Il riferimento è a qualsiasi tipo di educazione scolastica o universitaria e a qualsiasi genere di processo formativo: corsi professionali regionali o di altro tipo (tirocini, stage ecc.), attività educative quali seminari, conferenze, lezioni private, corsi di lingua, informatica ecc., con la sola esclusione delle attività formative ‘informali’ quali l’autoapprendimento.
In base a indicazioni di Eurostat relative al 2010, come scritto nell’enciclopedia Treccani, in Italia, oltre 2 milioni di giovani risultavano fuori dal circuito formativo e lavorativo (22,1%). La quota dei NEET è più elevata tra le donne (24,9%) che tra gli uomini (19,3%) e nel Mezzogiorno è quasi doppia (30,9% complessivamente, 33,2% per le donne) rispetto al Centro-Nord (16,1%). Nel confronto con i Paesi dell’Unione Europea (in media 15,3%), l’Italia mostra la percentuale più elevata di NEET dopo la Bulgaria e la Lettonia.

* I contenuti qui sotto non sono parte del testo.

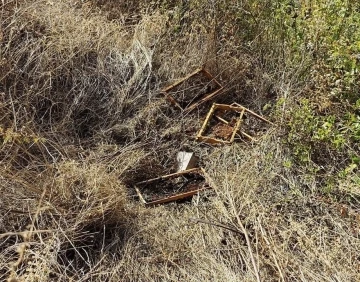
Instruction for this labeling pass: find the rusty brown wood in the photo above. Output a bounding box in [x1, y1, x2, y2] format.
[164, 92, 183, 110]
[145, 186, 211, 206]
[213, 103, 244, 111]
[184, 87, 224, 113]
[201, 68, 222, 87]
[161, 68, 203, 92]
[135, 167, 213, 206]
[161, 68, 223, 113]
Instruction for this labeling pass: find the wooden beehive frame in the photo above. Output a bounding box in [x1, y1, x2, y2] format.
[134, 168, 212, 206]
[196, 103, 273, 145]
[161, 68, 223, 113]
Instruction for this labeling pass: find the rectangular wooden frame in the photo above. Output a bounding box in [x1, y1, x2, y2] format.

La quota meno alta si registra nei Paesi Bassi (5,8%), seguiti da Lussemburgo (6,1%), Danimarca (6,9%) e Svezia (8,3%). Per tentare di risolvere il problema alcuni progetti educativi cercano di individuare ed implementare nuove strategie mirate e strumenti per attuare la cooperazione di rete, migliorando le prestazioni del sistema di istruzione e formazione professionale, i servizi per l’impiego e supportando le autorità pubbliche designate, i loro approcci e relative servizi, al fine di rispondere meglio alle diverse e specifiche esigenze dei NEET a livello locale ed europeo. A questo proposito l’obiettivo generale è quello di implementare reti locali ed europee, composte da attori del sistema di istruzione e formazione professionale, dei servizi per l’impiego e dalle autorità pubbliche designate, rafforzando i loro servizi, metodologie e strumenti, offrendo nuove strategie per prevenire e contrastare il fenomeno NEET.